When we want excellent Thai food, Kalaya is the first place we think of. The Fishtown restaurant's busy industrial space includes a full bar and lounge area, booths for large groups, and 14-foot Thai palm trees reaching up to an atrium glass ceiling. From their innovative cocktails to excellent dishes like umami-rich wok-fried pork belly, flower-shaped dumplings, and sweet-spicy-sour grilled squid, it's an experience unlike anywhere else in the city.
Her Place serves a four-course, $90 tasting menu that changes every two weeks, and to get a reservation, you’ll need to be ready when they drop them on every other Sunday at 6pm. You'll eat lobster ravioli and brown butter profiteroles while harmonizing with the chefs to a Destiny’s Child song, all while they put the finishing touches on a plate of housemade pasta. Energy-wise, a meal here is more like hanging at a chef’s house than dining in a tiny Rittenhouse restaurant. It's a ton of fun.
This tiny, tasting-menu-only spot in Queen Village feels more like a great dinner party than a restaurant. At its core, Ambra is all about rustic Italian, and delivers it unlike anywhere else in the city—with tweezer precision, a dash of molecular gastronomy, and exceptional service.

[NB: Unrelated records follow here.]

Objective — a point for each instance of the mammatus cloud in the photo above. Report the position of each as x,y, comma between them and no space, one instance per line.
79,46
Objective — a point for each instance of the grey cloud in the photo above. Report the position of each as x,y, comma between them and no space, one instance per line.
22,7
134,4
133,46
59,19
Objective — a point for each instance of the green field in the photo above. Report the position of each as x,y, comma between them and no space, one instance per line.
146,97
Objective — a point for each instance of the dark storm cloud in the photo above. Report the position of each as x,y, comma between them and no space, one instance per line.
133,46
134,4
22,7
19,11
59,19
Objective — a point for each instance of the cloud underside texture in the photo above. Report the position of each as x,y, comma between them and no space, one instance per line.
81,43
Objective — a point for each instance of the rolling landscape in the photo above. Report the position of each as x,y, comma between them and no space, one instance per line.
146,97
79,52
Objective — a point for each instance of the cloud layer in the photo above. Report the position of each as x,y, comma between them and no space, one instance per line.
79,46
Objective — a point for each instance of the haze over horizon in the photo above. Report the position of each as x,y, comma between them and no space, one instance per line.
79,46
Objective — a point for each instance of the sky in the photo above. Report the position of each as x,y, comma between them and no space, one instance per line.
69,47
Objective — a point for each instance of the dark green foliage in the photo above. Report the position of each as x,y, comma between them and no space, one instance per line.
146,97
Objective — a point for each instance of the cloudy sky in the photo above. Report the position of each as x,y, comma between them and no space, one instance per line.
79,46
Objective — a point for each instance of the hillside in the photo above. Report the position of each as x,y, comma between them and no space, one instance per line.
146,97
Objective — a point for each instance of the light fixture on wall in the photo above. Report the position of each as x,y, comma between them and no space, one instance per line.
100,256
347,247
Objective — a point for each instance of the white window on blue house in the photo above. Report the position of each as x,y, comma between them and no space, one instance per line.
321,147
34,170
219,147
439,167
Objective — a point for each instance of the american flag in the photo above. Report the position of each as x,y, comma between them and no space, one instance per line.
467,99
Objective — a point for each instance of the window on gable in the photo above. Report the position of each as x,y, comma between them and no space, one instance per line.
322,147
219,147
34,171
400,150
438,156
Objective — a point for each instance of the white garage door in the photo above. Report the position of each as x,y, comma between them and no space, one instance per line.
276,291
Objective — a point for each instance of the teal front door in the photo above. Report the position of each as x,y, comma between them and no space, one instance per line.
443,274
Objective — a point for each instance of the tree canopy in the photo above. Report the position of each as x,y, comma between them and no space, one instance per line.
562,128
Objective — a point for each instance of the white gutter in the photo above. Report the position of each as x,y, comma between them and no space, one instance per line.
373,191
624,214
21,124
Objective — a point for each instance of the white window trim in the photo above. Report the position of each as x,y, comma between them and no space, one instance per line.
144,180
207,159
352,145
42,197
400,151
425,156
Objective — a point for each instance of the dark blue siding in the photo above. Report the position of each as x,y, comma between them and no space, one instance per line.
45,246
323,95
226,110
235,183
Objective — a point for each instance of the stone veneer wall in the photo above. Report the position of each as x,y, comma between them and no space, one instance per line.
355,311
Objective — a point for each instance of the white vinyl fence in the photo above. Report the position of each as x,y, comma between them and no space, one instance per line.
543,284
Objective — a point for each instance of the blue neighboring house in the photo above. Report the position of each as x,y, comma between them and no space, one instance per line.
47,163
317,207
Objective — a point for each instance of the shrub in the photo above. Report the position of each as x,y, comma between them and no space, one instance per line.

It’s a once-in-a-presidential-term kind of meal that you’ll want to have once a season.
Thanks to it's glimmering seafood towers, modern French mains, and caviar-topped everything, this Rittenhouse restaurant works just as well for a martini-fueled group dinner as it does for a romantic night out on the town. Like its sister restaurant, Her Place Supper Club, it’s a tough reservation to get. But a blow-out meal here is worth the hassle. They make technically impressive food and cocktails without any of the self-seriousness that usually comes with it.
Fine dining places can, after a while, all start to mesh together. But Vernick Fish isn’t just any fine-dining restaurant—it comes from the team behind Vernick Food & Drink and serves some excellent, creative dishes. Located on the ground floor of the Comcast Tower, the dining room looks like it belongs in a Versace Home catalog. They have an impressive wine list, several crudo options that deserve streets named after them, and an incredible New York strip.
River Twice thrives on details. Each menu is stamped with the date. Every dish in the $75 four-course tasting incorporates a delicate sauce or an infused oil that someone probably lost sleep over. These facts would normally point to a boring restaurant. But between the inventive food—often made with East Coast seafood and produce, Japanese and French techniques, and maybe some Texas flair—and the handful of cooks scurrying around the open kitchen, you'll be pleasantly locked into your meal.